Perché i motivi che possono portare all’insorgere di stati d’ansia e di attacchi di panico sono molteplici. Qualche settimana fa Alphonso Davies, uno che a 22 anni ha già vinto 4 scudetti, una Champions e un Mondiale per club con il Bayern Monaco, aveva detto su Twitch: “Dopo l’allenamento, torno a casa e sono solo. Qui ho cinque amici, la mia famiglia è in Canada e la mia ragazza non vive a Monaco. Mi sento un perdente di successo. Ammetto di essere preoccupato”. Qualche mese prima era toccato a Bojan Krkic, uno che ai tempi della Masia sembrava poter diventare un clone di Leo Messi e che invece ha finito per ritirarsi a soli 32 anni. “Al Barcellona avevo gli attacchi d’ansia prima di giocare – ha detto – ma nessuno voleva parlarne. Al mondo del calcio queste cose non interessano”. E ancora: “Ho un problema, il calcio è la mia vita, ma soffro di attacchi d’ansia. Ho saltato un Europeo per questo e lì è stato il punto di non ritorno. Ma la gente non sapeva”. Un paio di anni fa Alessandro Gazzi, centrocampista di Bari, Torino e Palermo, ha scritto un libro in cui la parola ansia compariva addirittura nel sottotitolo (Un lavoro da mediano. Ansia, sudore e Serie A, 66thand2nd editore). Si trattava di qualcosa di inedito ed enorme per il mondo del calcio, qualcosa che iniziava a mostrare cosa c’era sotto quella patina dorata che avvolgeva il pallone.

“Mi sono ritrovato in preda a paure che aggredivano il mio fisico stressato. Sentivo le gambe tremare, come se ad ogni istante dovessero cedere – ha scritto l’ex centrocampista – Ci furono week end nei quali, dentro di me, speravo di non scendere in campo, tanto forte era il disagio che provavo. Giocai diverse partite con un’ansia che paralizzava i miei gesti, rendendo i movimenti meno fluidi”. Anche Ben Foster, ex portiere, fra le altre, di Manchester United e Watford, ha fornito un contributo interessante. Secondo l’estremo difensore inglese, infatti, ci sono giocatori che hanno bisogno del pubblico per rendere al meglio e altri che, al contrario, sono terrorizzati all’idea di giocare davanti ai tifosi.

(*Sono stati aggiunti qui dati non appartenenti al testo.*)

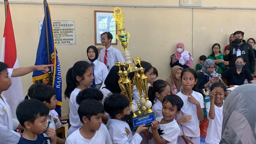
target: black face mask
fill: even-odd
[[[242,39],[240,39],[239,38],[236,38],[235,39],[235,41],[236,44],[239,44],[242,41]]]
[[[122,120],[124,121],[130,120],[132,117],[133,114],[132,112],[131,112],[130,115],[124,115],[124,117],[122,117],[121,119]]]

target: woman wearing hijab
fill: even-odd
[[[183,69],[191,68],[191,63],[193,62],[192,55],[185,50],[184,44],[179,43],[176,45],[176,52],[171,56],[170,66],[172,68],[178,66]]]
[[[256,84],[236,88],[227,97],[223,107],[220,144],[256,143]]]
[[[127,69],[127,68],[126,67],[125,68],[126,69]],[[121,66],[121,70],[123,70],[124,66]],[[120,93],[122,92],[118,83],[118,80],[120,78],[120,76],[117,74],[119,71],[119,67],[114,65],[111,68],[108,74],[104,83],[105,86],[102,88],[101,90],[101,92],[103,95],[102,103],[104,103],[105,99],[107,97],[114,93]],[[132,81],[133,76],[133,74],[132,73],[130,73],[128,76]]]
[[[202,71],[197,75],[197,87],[199,89],[208,90],[212,83],[221,81],[219,74],[216,72],[216,67],[213,60],[207,59],[204,61]]]
[[[182,71],[182,68],[178,66],[175,66],[172,69],[171,76],[165,80],[171,87],[172,84],[174,84],[177,88],[177,89],[180,91],[180,86],[181,85],[181,81],[180,80],[180,74]]]
[[[101,90],[105,86],[104,81],[108,73],[108,68],[104,63],[97,60],[99,54],[97,48],[95,46],[89,46],[87,48],[87,52],[89,60],[88,62],[93,68],[94,77],[92,85],[88,87]]]

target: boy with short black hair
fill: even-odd
[[[19,142],[20,135],[13,131],[11,108],[2,94],[12,84],[12,80],[8,76],[8,68],[6,64],[0,62],[0,140],[3,143],[12,144]]]
[[[163,100],[163,116],[157,117],[151,124],[149,130],[144,132],[148,140],[154,138],[155,143],[176,144],[181,130],[174,117],[180,111],[184,103],[176,95],[167,95]]]
[[[46,140],[42,133],[45,131],[51,138],[51,143],[56,144],[55,130],[48,128],[47,120],[49,114],[47,106],[37,100],[25,100],[20,103],[17,107],[16,115],[25,128],[18,144],[46,144]]]
[[[199,57],[199,63],[196,66],[196,71],[197,74],[198,74],[201,71],[204,63],[207,59],[207,58],[204,55],[202,55]]]
[[[108,129],[102,123],[104,108],[100,102],[85,100],[80,104],[77,112],[83,125],[68,137],[66,144],[113,143]]]
[[[129,125],[124,121],[129,120],[132,116],[127,98],[120,94],[114,94],[106,98],[104,108],[111,117],[106,126],[114,143],[140,143],[142,138],[139,134],[148,128],[144,127],[145,124],[140,125],[132,135]]]
[[[80,104],[84,100],[94,99],[96,100],[101,102],[103,99],[103,94],[99,90],[92,88],[88,88],[81,91],[76,97],[76,103]]]
[[[54,110],[57,104],[56,90],[50,85],[41,84],[35,84],[32,85],[25,97],[25,99],[36,99],[45,104],[50,111],[47,121],[49,127],[55,130],[60,127],[62,124],[58,117],[58,113]],[[45,132],[43,133],[45,139],[47,140],[48,144],[51,144],[51,140]],[[58,143],[64,143],[65,140],[57,138]]]

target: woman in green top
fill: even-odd
[[[218,74],[221,74],[222,72],[222,69],[224,68],[226,66],[228,66],[229,63],[223,60],[223,54],[220,52],[220,46],[217,43],[214,44],[212,48],[212,52],[207,57],[207,59],[211,59],[213,60],[218,67],[218,69],[216,72]]]

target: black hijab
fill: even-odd
[[[91,60],[89,58],[89,57],[88,56],[88,51],[89,51],[89,49],[90,48],[92,48],[93,50],[94,51],[94,52],[95,52],[95,58],[92,60]],[[96,47],[96,46],[94,46],[94,45],[91,45],[89,46],[88,48],[87,48],[87,50],[86,51],[87,53],[87,56],[88,57],[88,59],[89,59],[89,60],[90,61],[92,62],[93,62],[95,60],[98,59],[98,57],[99,57],[99,53],[98,52],[98,50],[97,49],[97,48]]]
[[[125,67],[127,69],[127,68]],[[121,66],[121,70],[124,70],[124,66]],[[106,86],[104,88],[108,89],[112,93],[120,93],[122,92],[118,84],[118,80],[120,78],[117,74],[119,71],[119,67],[117,66],[113,66],[109,71],[104,82]],[[133,73],[130,73],[129,75],[129,77],[132,81],[134,75]]]

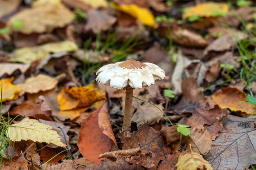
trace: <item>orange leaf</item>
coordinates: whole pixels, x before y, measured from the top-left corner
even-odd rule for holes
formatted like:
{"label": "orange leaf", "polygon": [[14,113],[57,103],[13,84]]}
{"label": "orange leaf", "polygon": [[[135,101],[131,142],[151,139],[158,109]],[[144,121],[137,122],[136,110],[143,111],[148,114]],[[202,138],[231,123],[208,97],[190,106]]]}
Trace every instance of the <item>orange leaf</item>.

E proprio per questo il ritorno del calcio a porte chiuse durante l’emergenza per il Covid era stato una benedizione per molti di quei calciatori che “arrivati al giovedì, al venerdì e soprattutto al sabato cambiano espressione e subiscono molto la pressione”. Il numero di atleti professionisti che parla apertamente del proprio disagio (o di quello altrui) è cresciuta molto negli ultimi anni, tanto che il tema del panico nel mondo dello sport non sembra più essere un tabù. La sfida, ora, è riconoscere che l’ansia è una componente del gioco, un elemento che può influire su una singola prestazione così come su una carriera intera. E proprio per questo il gioco d’anticipo è essenziale, soprattutto per i calciatori delle categorie inferiori, dove le condizioni, spesso, sono ancora più difficili. Non è un caso che l’AIC, l’Associazione Italiana Calciatori, abbia dato vita a “You’ll Never Walk Alone”, un programma di affiancamento psicologico gratuito per i giocatori professionisti di Serie C. È un progetto innovativo e importante, che rappresenta un ottimo punto di partenza per affrontare un problema che non può più essere procrastinato. Per il resto bisogna lavorare sulla cultura sportiva. Magari provando a raccontare i calciatori come uomini e non più come supereroi.